A full deep dive is out of scope here, but the key takeaway for me was:
- normalization improves data quality
- it makes systems easier to maintain
7. Physical Model
The physical model is where the design turns into actual SQL.
This includes:
-
CREATE TABLEstatements - data types
- performance decisions (indexes, partitions, etc.)
Example tables might look like:
create table consultants (
consultant_id integer,
consultant_name varchar2(100)
);
create table patients (
patient_id integer,
patient_name varchar2(100)
);
create table clinics (
clinic_name varchar2(30),
address varchar2(1000)
);
create table appointments (
appointment_id integer,
appointment_datetime date,
clinic_name varchar2(30),
consultant_id integer,
patient_id integer
);
This is where non-functional requirements (like performance) really start to matter.
8. Supertypes and Subtypes
At this point, something interesting shows up.
Both patients and consultants are people — and people have names.
If someone can be both a patient and a consultant, storing their name in two tables can cause inconsistencies and makes querying the data a bit more complex. Imagine you wanted to edit the name of a patient who is also a doctor, you'd have to edit both tables and ensure that there are no inconsistencies.
Introducing a supertype
So we can create a people table and generalize the data:
create table people (
person_id integer,
full_name varchar2(100)
);
Now:
-
peopleis the supertype -
patientsandconsultantsare subtypes
Subtypes store only what’s specific to that role.
This structure:
- avoids duplication
- keeps shared data consistent
Whether you need supertypes depends on your requirements and that decision often changes over time.

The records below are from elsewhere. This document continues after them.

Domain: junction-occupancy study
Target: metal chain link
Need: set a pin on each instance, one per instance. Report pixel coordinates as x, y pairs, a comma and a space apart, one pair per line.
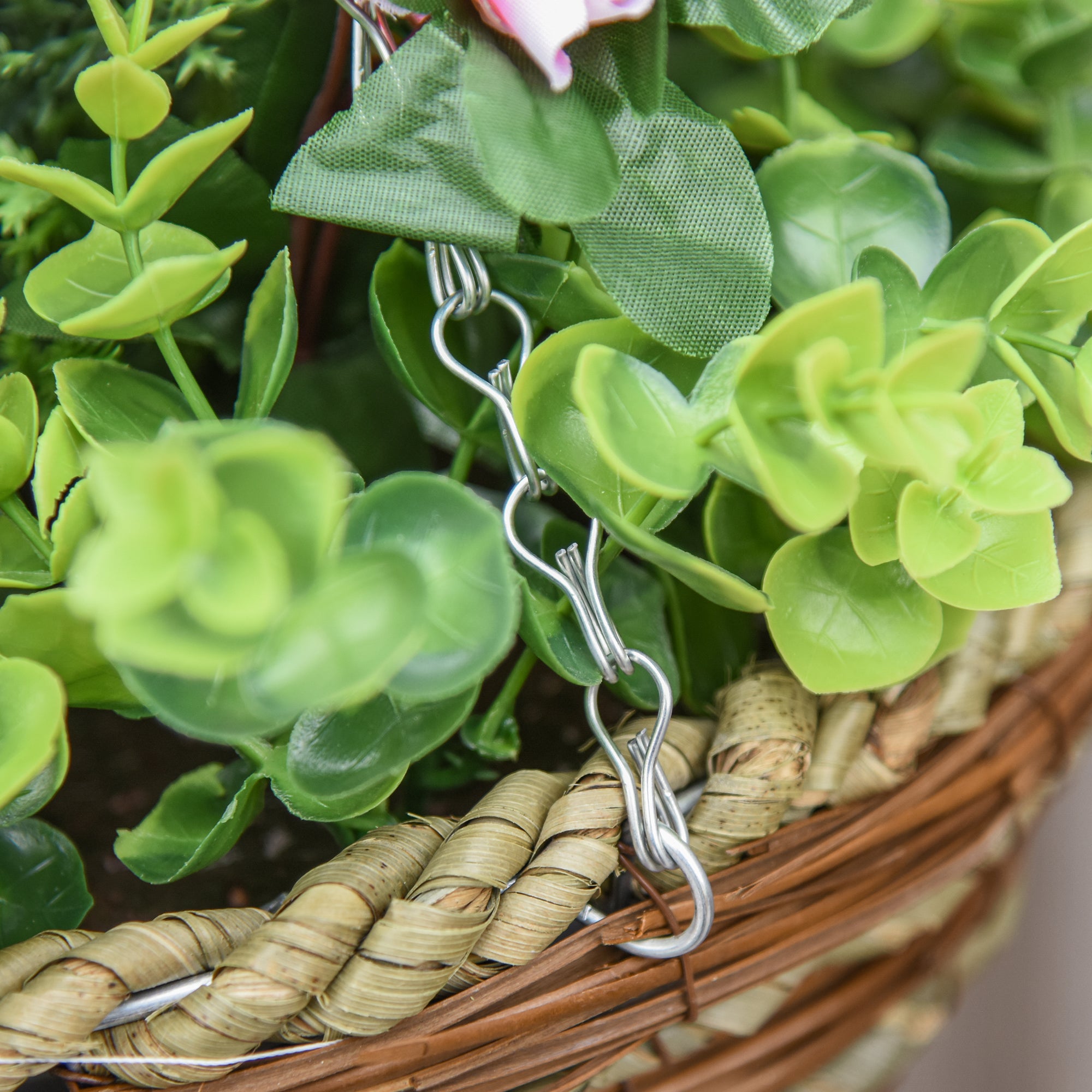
461, 288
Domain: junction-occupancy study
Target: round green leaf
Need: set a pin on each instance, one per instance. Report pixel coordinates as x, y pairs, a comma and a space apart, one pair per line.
196, 822
457, 542
842, 625
346, 639
42, 882
88, 291
348, 753
32, 720
124, 100
1014, 566
545, 155
829, 199
207, 709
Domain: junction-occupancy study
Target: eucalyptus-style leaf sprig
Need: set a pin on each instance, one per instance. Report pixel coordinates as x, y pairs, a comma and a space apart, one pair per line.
135, 275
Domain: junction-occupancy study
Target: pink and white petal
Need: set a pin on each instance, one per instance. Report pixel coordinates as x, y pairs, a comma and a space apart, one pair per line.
542, 28
611, 11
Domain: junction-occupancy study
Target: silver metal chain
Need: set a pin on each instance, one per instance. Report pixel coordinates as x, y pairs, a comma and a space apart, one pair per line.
461, 288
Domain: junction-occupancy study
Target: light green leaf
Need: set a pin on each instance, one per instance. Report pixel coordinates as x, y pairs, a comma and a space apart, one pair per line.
545, 153
174, 171
173, 40
213, 710
842, 625
830, 199
457, 543
181, 269
196, 822
41, 627
874, 514
935, 531
1014, 566
32, 721
269, 343
124, 100
109, 402
42, 882
346, 639
342, 755
57, 467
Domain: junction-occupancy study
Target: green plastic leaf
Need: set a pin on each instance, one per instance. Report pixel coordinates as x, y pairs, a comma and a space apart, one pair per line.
935, 531
343, 754
173, 40
19, 432
903, 299
213, 710
82, 194
32, 721
1014, 566
57, 466
403, 160
708, 240
885, 32
874, 514
457, 543
830, 199
545, 153
42, 882
269, 343
174, 171
983, 156
41, 627
109, 402
778, 27
842, 625
553, 425
87, 289
124, 100
196, 822
742, 531
345, 640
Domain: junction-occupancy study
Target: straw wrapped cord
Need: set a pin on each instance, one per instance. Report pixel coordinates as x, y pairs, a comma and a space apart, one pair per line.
766, 729
21, 963
284, 964
577, 852
412, 952
56, 1011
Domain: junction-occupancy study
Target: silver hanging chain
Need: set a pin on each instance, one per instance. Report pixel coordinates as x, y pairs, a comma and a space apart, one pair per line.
461, 288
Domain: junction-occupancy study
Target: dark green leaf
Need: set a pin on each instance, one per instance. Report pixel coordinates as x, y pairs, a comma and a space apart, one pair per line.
42, 882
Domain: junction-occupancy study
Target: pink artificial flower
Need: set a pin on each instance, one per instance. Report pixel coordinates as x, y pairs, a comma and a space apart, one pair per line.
543, 27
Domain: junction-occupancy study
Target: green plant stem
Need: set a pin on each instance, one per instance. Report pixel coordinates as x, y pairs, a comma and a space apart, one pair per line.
790, 91
1039, 341
20, 515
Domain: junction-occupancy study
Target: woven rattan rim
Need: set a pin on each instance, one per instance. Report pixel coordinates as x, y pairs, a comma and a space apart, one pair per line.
797, 895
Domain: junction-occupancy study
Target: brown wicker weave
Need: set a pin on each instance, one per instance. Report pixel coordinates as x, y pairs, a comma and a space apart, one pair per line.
798, 895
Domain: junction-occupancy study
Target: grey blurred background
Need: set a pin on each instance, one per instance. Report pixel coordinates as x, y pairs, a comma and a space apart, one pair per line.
1026, 1025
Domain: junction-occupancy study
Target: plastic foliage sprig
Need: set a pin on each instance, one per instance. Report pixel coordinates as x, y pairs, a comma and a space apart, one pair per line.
135, 275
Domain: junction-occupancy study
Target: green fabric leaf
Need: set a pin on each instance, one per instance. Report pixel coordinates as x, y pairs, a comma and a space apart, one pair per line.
457, 542
842, 625
1014, 566
830, 199
778, 27
545, 155
197, 821
42, 627
110, 402
403, 160
343, 755
269, 342
689, 208
42, 882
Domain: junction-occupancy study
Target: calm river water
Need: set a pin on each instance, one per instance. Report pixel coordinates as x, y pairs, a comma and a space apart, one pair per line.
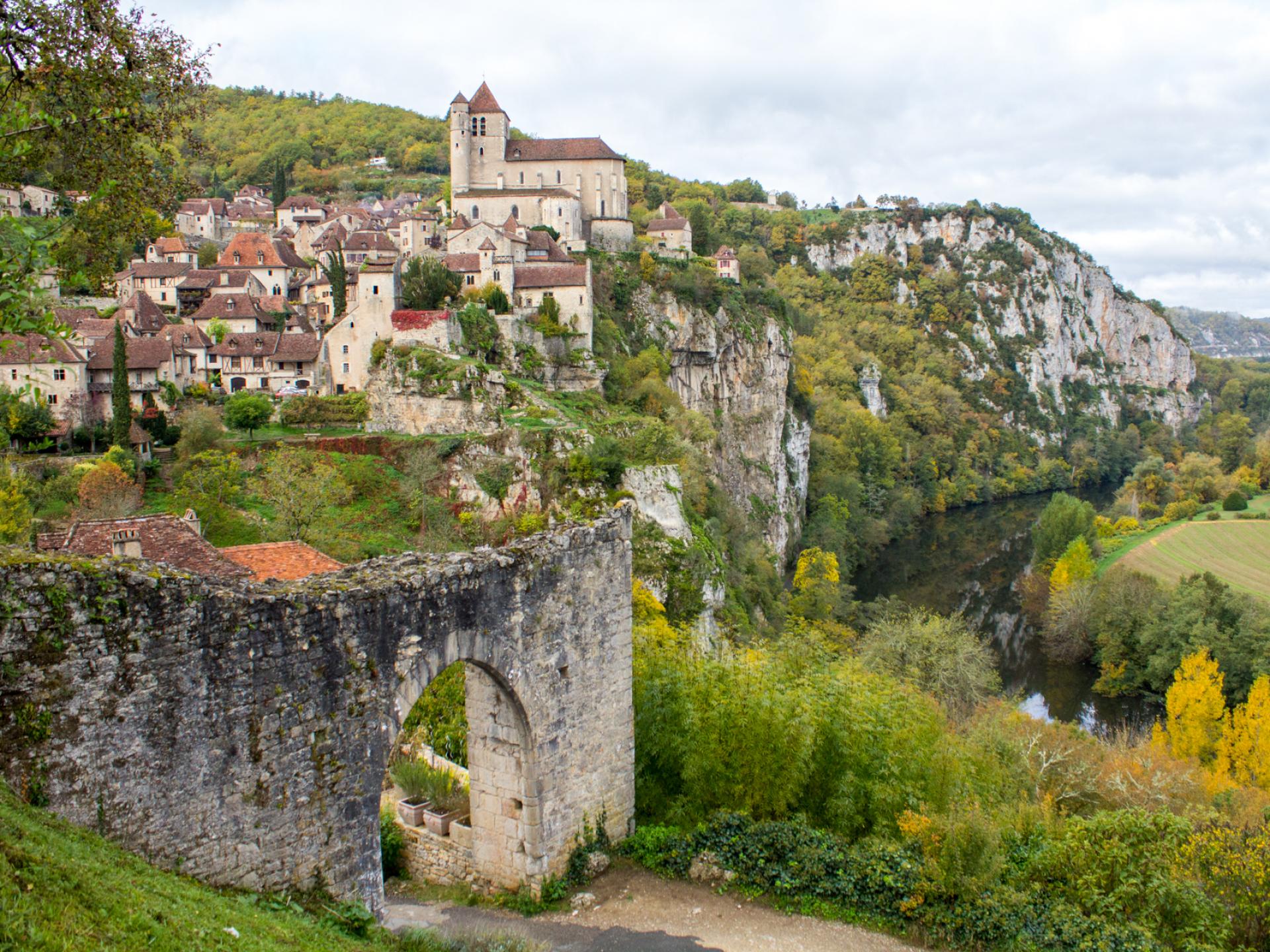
969, 561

9. Relational vs. Document Storage
It can be tempting to skip all of this and store everything as a single JSON document. These formats for me are more familiar due to my previous experiences.
Example:
{
"appointmentDatetime": "2018-09-01 10:00",
"location": {
"name": "PHYSIO",
"address": "1 Hospital Way"
},
"consultant": {
"name": "Doctor Awesome"
},
"patient": {
"name": "Miss Sick"
}
}
This looks convenient but it has downsides:
- harder to query
- duplicated data
- inconsistent values
Over time, these shortcuts usually create more problems than they solve.
Relational design takes longer upfront, but it tends to produce systems that are:
- easier to query
- easier to maintain
- more flexible long-term
Final Thoughts
What stood out to me most is that good database design is about thinking, not syntax. SQL is just the final expression of decisions made much earlier.
I’m still very early in learning this, but even this high-level understanding already changes how I think about tables.